Discussion: While tumors are known to contain a heterogeneous population of cancer cells, how these different cells communicate with one another remains poorly understood. Upon acquiring resistance to targeted cancer therapies such as the EGFR inhibitor Erlotinib, we find that a subpopulation of tumor cells gain expression of αvβ3 integrin. We propose that understanding how this αvβ3-positive subpopulation of drug resistant, anchorage-independent, stem-like cells can affect their neighbors may provide new opportunities to suppress this aggressive tumor phenotype. Indeed, my data suggests that cancer cells expressing αvβ3 integrin secrete a bioactive lipid, presumably LPA and/or Eicosanoids, which promotes anchorage-independent growth in soft agar. Ongoing experiments are underway to validate LPA as a candidate and identify which Eicosanoid(s) promote the activity I have observed. As my findings indicate that a small subpopulation of αvβ3-expressing cancer cells can have a force-multiplying effect on the tumor as a whole, my experimental approach should identify effective therapeutic strategies to prevent this small subpopulation from reprogramming their neighboring cancer cells toward a more aggressive phenotype.

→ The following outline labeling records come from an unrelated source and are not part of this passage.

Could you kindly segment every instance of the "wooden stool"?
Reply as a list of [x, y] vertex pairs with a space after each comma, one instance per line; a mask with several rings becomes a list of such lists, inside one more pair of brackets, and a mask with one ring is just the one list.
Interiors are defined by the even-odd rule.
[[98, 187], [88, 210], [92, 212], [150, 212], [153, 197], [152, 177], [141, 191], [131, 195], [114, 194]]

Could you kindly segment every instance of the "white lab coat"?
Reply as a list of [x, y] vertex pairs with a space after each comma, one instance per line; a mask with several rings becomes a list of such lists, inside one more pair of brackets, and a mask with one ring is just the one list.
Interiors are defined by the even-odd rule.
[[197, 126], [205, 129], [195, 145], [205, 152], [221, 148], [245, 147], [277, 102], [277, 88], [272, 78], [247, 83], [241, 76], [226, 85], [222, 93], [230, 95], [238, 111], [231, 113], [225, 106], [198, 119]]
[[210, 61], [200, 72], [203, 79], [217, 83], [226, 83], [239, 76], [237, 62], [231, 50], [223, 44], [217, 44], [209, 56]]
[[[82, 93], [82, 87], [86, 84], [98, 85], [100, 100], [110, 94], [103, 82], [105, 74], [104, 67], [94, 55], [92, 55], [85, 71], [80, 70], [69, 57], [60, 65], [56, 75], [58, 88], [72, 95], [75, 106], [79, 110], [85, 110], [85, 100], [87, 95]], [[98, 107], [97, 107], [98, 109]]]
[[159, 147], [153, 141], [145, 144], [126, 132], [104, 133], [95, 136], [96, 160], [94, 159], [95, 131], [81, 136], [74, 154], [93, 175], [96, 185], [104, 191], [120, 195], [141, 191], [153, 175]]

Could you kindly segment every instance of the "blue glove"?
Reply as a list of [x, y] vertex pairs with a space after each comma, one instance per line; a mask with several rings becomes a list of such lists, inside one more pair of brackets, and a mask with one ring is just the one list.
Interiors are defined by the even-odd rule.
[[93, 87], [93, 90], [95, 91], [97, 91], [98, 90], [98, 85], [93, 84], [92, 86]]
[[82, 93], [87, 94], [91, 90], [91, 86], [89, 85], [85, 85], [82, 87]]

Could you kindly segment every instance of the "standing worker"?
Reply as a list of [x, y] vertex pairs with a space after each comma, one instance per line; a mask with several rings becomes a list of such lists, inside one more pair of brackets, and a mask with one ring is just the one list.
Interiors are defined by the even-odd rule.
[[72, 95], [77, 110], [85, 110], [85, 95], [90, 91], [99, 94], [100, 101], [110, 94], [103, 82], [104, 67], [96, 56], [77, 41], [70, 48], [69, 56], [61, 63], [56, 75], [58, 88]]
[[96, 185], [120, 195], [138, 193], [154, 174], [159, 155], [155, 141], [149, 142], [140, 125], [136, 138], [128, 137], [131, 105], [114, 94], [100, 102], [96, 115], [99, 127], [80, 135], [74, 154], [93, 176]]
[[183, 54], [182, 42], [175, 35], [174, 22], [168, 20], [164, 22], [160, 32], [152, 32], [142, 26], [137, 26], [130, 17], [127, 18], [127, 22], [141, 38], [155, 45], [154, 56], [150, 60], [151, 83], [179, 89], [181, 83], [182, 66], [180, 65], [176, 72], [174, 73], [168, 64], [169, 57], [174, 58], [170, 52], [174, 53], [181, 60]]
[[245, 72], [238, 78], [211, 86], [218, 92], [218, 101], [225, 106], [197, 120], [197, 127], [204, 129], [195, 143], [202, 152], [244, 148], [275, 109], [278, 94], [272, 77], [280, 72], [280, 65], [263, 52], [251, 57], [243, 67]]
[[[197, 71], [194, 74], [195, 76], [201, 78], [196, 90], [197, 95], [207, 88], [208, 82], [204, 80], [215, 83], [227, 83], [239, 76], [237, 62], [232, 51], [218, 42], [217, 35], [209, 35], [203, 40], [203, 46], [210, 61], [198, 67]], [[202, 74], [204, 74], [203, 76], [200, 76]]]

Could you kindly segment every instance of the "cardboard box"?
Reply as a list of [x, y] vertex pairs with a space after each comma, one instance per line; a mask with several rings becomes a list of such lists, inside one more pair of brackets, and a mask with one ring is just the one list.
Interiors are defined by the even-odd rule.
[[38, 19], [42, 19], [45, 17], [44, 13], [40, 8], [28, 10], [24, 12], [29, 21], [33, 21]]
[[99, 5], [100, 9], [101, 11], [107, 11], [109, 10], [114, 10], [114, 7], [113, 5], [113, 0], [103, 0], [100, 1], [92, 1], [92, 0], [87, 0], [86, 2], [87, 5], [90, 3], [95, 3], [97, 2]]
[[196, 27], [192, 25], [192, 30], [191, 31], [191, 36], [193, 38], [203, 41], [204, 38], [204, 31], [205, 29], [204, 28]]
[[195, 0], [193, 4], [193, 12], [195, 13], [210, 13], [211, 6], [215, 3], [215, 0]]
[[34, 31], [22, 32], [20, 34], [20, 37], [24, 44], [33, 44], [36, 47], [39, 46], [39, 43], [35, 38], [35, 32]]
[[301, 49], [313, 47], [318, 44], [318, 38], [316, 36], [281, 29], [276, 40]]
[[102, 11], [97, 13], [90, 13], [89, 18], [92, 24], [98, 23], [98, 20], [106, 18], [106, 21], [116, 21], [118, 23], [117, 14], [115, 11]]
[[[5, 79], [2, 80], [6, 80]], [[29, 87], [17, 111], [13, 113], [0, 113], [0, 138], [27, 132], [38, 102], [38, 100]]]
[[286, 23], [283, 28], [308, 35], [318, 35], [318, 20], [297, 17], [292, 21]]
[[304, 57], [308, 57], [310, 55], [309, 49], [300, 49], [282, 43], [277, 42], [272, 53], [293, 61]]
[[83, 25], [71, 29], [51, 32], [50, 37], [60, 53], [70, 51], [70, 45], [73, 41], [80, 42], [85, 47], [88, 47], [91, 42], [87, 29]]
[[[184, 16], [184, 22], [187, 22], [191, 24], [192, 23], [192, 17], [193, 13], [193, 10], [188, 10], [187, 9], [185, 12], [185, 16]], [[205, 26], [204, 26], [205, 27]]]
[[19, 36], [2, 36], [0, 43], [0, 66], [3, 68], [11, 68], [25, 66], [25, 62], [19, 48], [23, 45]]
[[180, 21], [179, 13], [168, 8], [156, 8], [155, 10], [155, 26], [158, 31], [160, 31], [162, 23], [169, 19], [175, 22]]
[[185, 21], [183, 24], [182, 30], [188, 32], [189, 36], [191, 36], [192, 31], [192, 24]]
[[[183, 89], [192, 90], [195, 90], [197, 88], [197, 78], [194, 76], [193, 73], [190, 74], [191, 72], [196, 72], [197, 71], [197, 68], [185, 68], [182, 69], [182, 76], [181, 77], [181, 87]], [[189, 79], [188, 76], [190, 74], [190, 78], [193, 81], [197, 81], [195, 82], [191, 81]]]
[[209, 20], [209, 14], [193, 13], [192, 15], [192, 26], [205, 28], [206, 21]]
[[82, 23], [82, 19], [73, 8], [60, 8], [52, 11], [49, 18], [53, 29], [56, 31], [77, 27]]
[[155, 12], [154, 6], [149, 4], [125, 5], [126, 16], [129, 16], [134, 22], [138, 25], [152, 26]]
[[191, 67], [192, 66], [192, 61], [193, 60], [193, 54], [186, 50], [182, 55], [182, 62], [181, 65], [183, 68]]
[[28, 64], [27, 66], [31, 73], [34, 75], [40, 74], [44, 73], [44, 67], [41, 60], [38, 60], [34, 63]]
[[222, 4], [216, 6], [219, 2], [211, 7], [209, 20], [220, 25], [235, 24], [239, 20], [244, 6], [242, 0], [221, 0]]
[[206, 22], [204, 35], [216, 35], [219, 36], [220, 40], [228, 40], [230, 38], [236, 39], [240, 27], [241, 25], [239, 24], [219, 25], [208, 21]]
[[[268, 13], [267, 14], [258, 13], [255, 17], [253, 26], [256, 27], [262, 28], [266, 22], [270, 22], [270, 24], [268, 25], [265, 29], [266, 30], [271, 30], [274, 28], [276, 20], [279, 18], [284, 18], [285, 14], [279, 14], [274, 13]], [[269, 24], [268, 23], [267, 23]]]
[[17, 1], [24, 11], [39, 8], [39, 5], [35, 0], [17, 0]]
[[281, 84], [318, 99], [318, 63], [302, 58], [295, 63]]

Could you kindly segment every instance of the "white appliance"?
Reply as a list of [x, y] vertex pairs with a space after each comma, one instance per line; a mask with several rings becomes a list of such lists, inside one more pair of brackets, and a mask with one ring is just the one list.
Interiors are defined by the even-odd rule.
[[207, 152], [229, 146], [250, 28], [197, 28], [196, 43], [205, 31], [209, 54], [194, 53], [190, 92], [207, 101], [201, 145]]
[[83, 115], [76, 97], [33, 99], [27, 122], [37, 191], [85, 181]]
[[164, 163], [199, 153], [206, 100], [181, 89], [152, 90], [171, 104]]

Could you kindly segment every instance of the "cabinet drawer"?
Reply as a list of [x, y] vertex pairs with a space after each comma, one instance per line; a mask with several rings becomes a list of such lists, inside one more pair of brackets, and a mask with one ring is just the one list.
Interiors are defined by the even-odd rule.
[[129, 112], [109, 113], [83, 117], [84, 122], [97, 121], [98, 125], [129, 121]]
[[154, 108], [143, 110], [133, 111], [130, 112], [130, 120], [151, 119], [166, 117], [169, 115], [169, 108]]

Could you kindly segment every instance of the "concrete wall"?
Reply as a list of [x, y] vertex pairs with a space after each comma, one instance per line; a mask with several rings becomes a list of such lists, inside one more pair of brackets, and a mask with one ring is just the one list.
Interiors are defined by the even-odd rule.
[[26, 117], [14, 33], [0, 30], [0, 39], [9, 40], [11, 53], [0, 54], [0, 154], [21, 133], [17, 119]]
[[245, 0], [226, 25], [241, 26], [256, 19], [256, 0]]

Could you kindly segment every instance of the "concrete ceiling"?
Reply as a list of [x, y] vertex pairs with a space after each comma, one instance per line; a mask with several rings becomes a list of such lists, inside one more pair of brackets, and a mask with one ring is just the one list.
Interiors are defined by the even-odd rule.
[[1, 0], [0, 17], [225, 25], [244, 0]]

PUBLICATIONS (resulting from this training)

Gozo MC, Wettersten HI, Seguin L, Yebra M, Rakhshandehroo T, Weis SM, Cheresh DA. Targeting stress-induced reprogramming abrogates therapy-induced tumor progression. (2018) Nat Communic. In review.

Rakhshandehroo T, Tan J, Wettersten H, Cheresh D. Lysophosphatidic Acid Receptor 4, a stress inducible gene promotes pancreatic cancer stress tolerance, drug resistance and metastasis. In preparation.